Семьдесят шестое море Павла и Маши П. - страница 57



– Пошла отсюда, цапля драная, а то получишь! – подпел третий.

Маша, тонкая даже в плотном пальто, выглядела младше своих семнадцати, но все же лет на пятнадцать тянула. Она осознала, что два коротышки не слишком опасны, а мальчишка в красном нагл настолько, насколько и жесток. Но что-то уже завихрило, заработало, она хотела бы схватить щенка и убежать, вместо этого подошла совсем близко и со словами «пришибу, поганец тошный», изо всех сил толкнула красного в плечо.

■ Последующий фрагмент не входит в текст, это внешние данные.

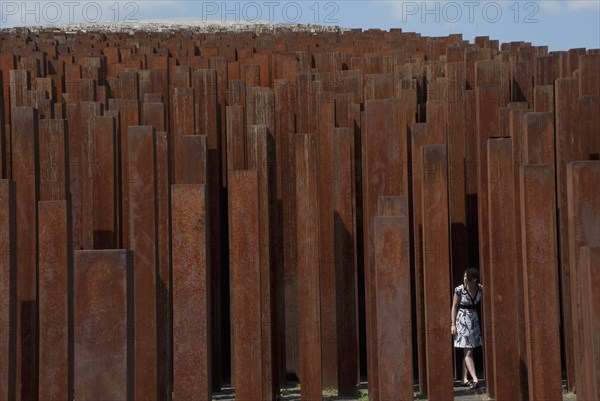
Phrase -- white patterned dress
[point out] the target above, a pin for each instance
(468, 330)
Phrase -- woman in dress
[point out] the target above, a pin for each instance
(465, 322)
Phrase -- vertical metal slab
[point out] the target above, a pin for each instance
(583, 204)
(309, 299)
(540, 275)
(191, 293)
(285, 98)
(436, 271)
(143, 242)
(393, 297)
(88, 110)
(8, 288)
(382, 169)
(589, 70)
(566, 94)
(538, 138)
(589, 299)
(103, 183)
(491, 93)
(128, 116)
(455, 97)
(344, 237)
(103, 325)
(190, 163)
(246, 276)
(236, 138)
(55, 279)
(163, 209)
(543, 98)
(25, 173)
(54, 164)
(154, 114)
(503, 279)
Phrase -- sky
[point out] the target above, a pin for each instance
(558, 24)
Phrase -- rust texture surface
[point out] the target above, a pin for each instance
(185, 210)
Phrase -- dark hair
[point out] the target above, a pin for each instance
(472, 274)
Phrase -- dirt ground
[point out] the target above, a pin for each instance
(292, 393)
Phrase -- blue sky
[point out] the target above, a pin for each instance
(559, 24)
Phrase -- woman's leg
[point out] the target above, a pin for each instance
(470, 364)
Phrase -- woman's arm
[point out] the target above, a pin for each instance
(455, 302)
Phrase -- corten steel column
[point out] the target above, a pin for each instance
(589, 70)
(309, 299)
(190, 163)
(521, 81)
(382, 169)
(566, 94)
(265, 114)
(420, 136)
(543, 98)
(128, 116)
(191, 293)
(219, 64)
(88, 112)
(25, 173)
(73, 116)
(129, 85)
(236, 138)
(583, 204)
(378, 86)
(154, 114)
(540, 276)
(455, 97)
(204, 83)
(538, 139)
(142, 196)
(262, 156)
(104, 183)
(305, 106)
(182, 119)
(103, 325)
(589, 124)
(288, 307)
(20, 81)
(504, 275)
(8, 283)
(163, 260)
(393, 297)
(392, 206)
(54, 160)
(246, 279)
(491, 93)
(326, 177)
(436, 271)
(344, 238)
(589, 300)
(55, 288)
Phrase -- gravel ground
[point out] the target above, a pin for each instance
(292, 393)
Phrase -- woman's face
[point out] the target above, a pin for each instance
(466, 280)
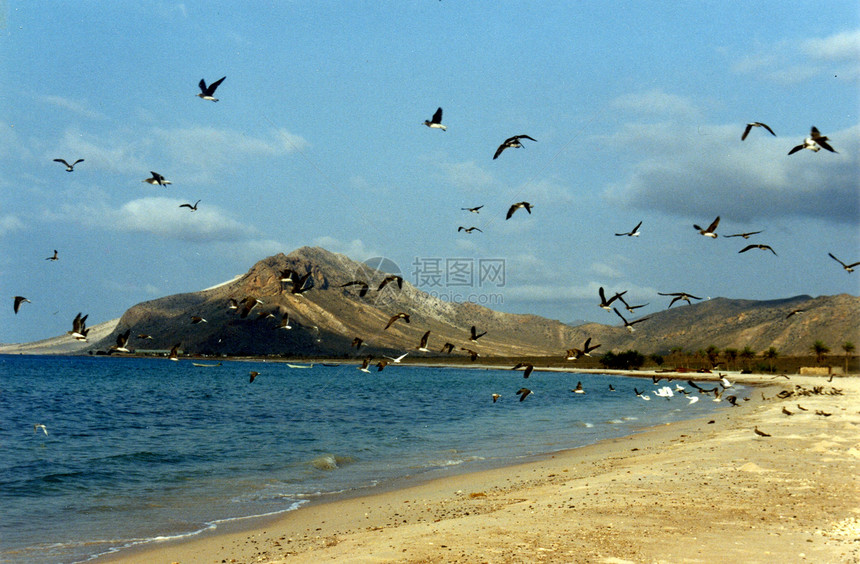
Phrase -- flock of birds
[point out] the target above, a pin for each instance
(299, 284)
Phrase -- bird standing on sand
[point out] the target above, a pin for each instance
(756, 124)
(69, 167)
(527, 206)
(207, 92)
(710, 230)
(436, 121)
(403, 316)
(511, 143)
(849, 268)
(528, 367)
(18, 300)
(156, 179)
(815, 142)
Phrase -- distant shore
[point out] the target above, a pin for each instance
(700, 490)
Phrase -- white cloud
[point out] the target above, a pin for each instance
(717, 174)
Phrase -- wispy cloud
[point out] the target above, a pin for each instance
(717, 174)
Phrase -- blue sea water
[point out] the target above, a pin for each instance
(144, 449)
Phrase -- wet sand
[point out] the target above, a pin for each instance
(707, 490)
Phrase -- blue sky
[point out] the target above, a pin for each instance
(317, 139)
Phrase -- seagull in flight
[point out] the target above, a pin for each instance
(848, 267)
(815, 142)
(710, 231)
(632, 233)
(756, 124)
(512, 143)
(18, 300)
(436, 121)
(208, 92)
(156, 179)
(762, 247)
(69, 167)
(528, 207)
(679, 296)
(604, 303)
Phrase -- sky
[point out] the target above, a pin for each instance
(318, 140)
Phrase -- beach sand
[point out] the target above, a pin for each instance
(707, 490)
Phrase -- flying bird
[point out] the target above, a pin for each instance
(528, 207)
(511, 143)
(527, 368)
(156, 179)
(436, 121)
(848, 267)
(524, 393)
(362, 291)
(391, 278)
(629, 324)
(710, 231)
(604, 303)
(762, 247)
(18, 300)
(422, 346)
(815, 142)
(679, 296)
(69, 167)
(632, 233)
(207, 92)
(403, 316)
(744, 235)
(79, 327)
(756, 124)
(474, 335)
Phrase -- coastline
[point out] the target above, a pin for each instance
(696, 490)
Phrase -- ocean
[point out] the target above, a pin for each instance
(139, 450)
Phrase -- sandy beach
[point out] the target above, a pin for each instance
(709, 490)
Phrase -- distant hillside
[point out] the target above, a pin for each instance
(327, 318)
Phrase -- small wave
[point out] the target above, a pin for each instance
(331, 461)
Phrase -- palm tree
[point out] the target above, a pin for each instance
(747, 354)
(848, 347)
(819, 349)
(770, 355)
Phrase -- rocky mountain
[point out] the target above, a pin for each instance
(326, 318)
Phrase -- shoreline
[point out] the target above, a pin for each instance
(692, 490)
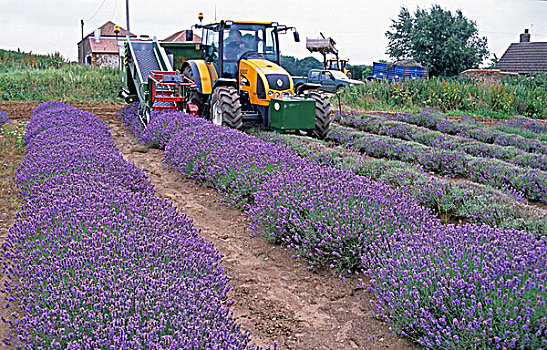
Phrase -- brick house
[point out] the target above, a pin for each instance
(100, 47)
(524, 57)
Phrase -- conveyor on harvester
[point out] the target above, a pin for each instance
(150, 77)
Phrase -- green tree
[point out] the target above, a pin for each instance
(446, 43)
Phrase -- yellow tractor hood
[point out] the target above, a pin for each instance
(266, 67)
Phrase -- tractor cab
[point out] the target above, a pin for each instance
(338, 64)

Он упал, сел на зад, тут же вскочил и с размаху ударил Машу в грудь.

Началась драка с воплями, вскриками и обещаниями придушить, убить, и показать все, что приходило на ум.

Маша и парень в красном катались по земле, как попало лупили друг друга, и Маша с удивлением понимала, что продолжает думать.

Сначала ей показалось несправедливым, что парень дерется с ней, девушкой. Потом она прикинула, где несчастный щенок, чтобы паче чаяния его не раздавить. После этого ей пришла мысль, что два серых, которые пока стояли неподалеку и не ввязывались в драку, могут со щенком удрать или вступиться за дружка, тогда она точно ничего не сможет сделать.

Маша изогнулась, широко раскрыла рот, изо всех сил обхватила зубами ухо красного и сжимала зубы до тех пор, пока не раздался вопль, а у нее во рту не разлился вкус крови.

Красный с ревом оторвался, чем сделал себе еще больнее, оба серых пока топтались на месте.

Маша вскочила, огляделась и, неудовлетворенная результатом, подобно разъяренной кошке, вцепилась ногтями в окровавленную физиономию маленького изверга и провела крепкими ногтями, сильно их вжимая, сверху до самого его подбородка.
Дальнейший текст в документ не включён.